Using sources that have already been digitized for your research has a number of advantages:

  • Digitization is a time-consuming activity, so using sources that have already been digitized can be a big time-saver.
    Note: If the digitized file is a digital image of the original source, it must still be transcribed before certain types of digital analysis can be performed on it.
  • Many digitized sources contain metadata and/or annotations, which provide additional opportunities for analysis. Metadata may include, for example, data indicating how the source was obtained, or its relationship with other resources (which may be located elsewhere). Additionally, there might be information about the dimensions of the original source and about the original appearance and context of use of the source.
  • New developments have made it possible to combine and analyse information from different sources or data sets (see the Linked Open Data page.) This has made it even easier than before to put source material in a context.

Using existing digital sources and/or data sets may also have certain consequences.


  • When you are working with material from an archive or a collection, this means that it was selected by other people.
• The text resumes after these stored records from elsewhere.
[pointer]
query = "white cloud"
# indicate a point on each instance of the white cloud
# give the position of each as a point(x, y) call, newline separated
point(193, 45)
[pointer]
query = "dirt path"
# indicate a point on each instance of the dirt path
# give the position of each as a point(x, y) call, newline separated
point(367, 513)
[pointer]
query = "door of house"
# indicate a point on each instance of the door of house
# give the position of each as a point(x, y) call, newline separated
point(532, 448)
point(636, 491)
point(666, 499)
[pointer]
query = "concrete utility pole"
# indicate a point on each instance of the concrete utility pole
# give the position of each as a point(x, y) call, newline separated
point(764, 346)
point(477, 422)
It is not always clear what criteria were used for this, so you cannot always know how representative the collection is for the phenomenon you want to study.
  • When you are using existing annotated sources, you have to take into account the fact that annotations are never theory-neutral, and this also applies to metadata to a certain extent.
  • Another aspect is how close a digitized source actually is to the original and how this could possibly affect how it is analysed. During the process of digitization some physical characteristics of the source can disappear (dimensions, paint strokes on a painting, the third dimension in the case of sculptures and architecture). Texts are often missing the original layout and the original book cover.
  • In addition, the quality of the digitized version is not always optimal, which can also affect the results of the analysis.
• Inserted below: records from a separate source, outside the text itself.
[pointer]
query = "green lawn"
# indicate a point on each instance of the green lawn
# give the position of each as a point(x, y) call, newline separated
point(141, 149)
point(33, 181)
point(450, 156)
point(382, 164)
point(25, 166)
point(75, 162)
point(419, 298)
  • The provenance of sources is not always clear. Take a scan or photo of a source published on a personal web page, where metadata are missing or unreliable. It could be unclear whether the photo was just a part of the source or a full digital version. Moreover, it is always possible that the source was digitally manipulated in some way or another. Although manipulating (historical) documents is not a new phenomenon - removing names from documents or erasing people from photographs was common practice in the former Soviet Union - digital techniques have made manipulating sources a lot easier. Literary and philosophical sources do not always contain information about which edition of the text was digitized.
  • Large collections of digitized sources (such as Google Books) often make use of automatic metadata generation, which makes them less useful and can affect the results of the analysis.
  • Where good metadata can help contextualize a source, a lack of clarity regarding the origin of a digitized source can decontextualize it.
  • Another point of concern in this context is the fact that more and more source material is being made available through social media sites such as YouTube and Flickr. It is often difficult to identify the origin of this material and descriptive information about the sources is submitted by individuals on the basis of categories they named themselves. Because there are no clear criteria for these descriptions (as opposed to descriptive data in an institutionalized archive), the metadata on these websites is not always of the highest quality.
  • In particular, a lot of born-digital material can be very unstructured, making its preparation for analysis a very time-consuming process.